The privilege of a university position and a European passport made my experience more pleasant than for most migrants, but it doesn’t isolate you from the conflicting context. Recently, a Latin-American friend spent a few hours explaining how much she struggled to get a working-holiday visa, leave her country, find a job as a cook (from a list of jobs described as difficult to cover), and now she’s stuck in the process of changing her visa type, hoping to find a new job. She considers herself fortunate when she compares her situation with other friends who didn’t manage to get a job and are forced to work in the underground economy with no right to any social coverage. Sweden is particularly hostile to people in this situation due to the lack of cash in daily life usage.

While the circumstances are the same in every European country, we cannot say the same about their visibility. There is a tendency in both Swedish people and Swedish society to avoid conflicts and to present a false image of things ”as it should be,” making these problems even harder to spot. A kitchen full of migrant workers from the global South who can barely cope with long and endless work routines while being bullied by a European manager goes against the self-image Swedes have of Sweden. However, situations like this one are also cynically accepted. At the university, it is not uncommon to hear complaints from non-white students about racism that, when transmitted to the academic hierarchy, were downplayed or directly ignored. On paper, everything works in Sweden, but in practice, there is an aversion to admitting the deep conflicts and the gap opened from the idealized image of Sweden of the mid-1900s compared to nowadays.

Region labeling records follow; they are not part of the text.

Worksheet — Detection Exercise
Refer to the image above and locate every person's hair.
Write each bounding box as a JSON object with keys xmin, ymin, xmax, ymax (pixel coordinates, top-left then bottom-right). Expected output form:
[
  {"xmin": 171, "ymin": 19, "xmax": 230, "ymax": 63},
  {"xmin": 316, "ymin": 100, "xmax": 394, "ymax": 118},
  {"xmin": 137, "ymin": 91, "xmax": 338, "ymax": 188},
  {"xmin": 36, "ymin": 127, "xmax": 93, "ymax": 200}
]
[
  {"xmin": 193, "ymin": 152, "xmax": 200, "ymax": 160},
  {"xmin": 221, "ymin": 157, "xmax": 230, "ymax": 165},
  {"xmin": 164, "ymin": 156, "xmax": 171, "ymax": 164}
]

After the initial shock, however, it’s encouraging to realize that some parts of the idealized Sweden are actually real. Coming from the well established tradition of workers organizations and social movements that Sweden had, it is possible to find organizations that are aware of the struggles and conflicts in this dreamed-about place. More importantly, they are committed to fighting the roots of these conflicts. Even in a small city like Uppsala, it’s possible to find a handful of organizations that, from different perspectives and traditions, work together to make a change, by actively sharing ideas and working to find its place in the city. It is there where we all have a common ground, where, independently of our origins, we all find a common cause to fight for.